Here are some reasons why your PCR experiment may be failing:

-NaCl at 50 mM will inhibit the enzyme.
-Too much KCl in the reaction. Do not exceed 50 mM.
-Incorrect annealing temperature was used.
-Incomplete denaturation (time and temperature must be long and high enough).
-Template had long runs of GC's [Woodford et al. (1995) Nucleic Acids Res 23:539 show that by eliminating all potassium from the amplification reactions, GC-rich regions in templates are sufficiently destabilized to allow PCR].

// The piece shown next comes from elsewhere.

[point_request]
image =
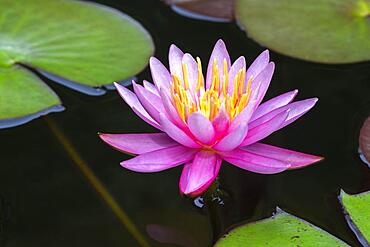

-10% DMSO partially inhibits Taq.
-Hemin (in blood samples) inhibits Taq.
-Use of super-irradiated (treated with >2500 mJ/cm2) mineral oil will either inhibit or decrease yield of PCR product [Dohner (1995) Biotechniques 18:964].
-Do not use a wooden toothpick to pick colonies or scoop out DNA from a gel prior to PCR. It has been reported that this technique can inhibit PCR [Lee (1995) BioTechniques 18:225].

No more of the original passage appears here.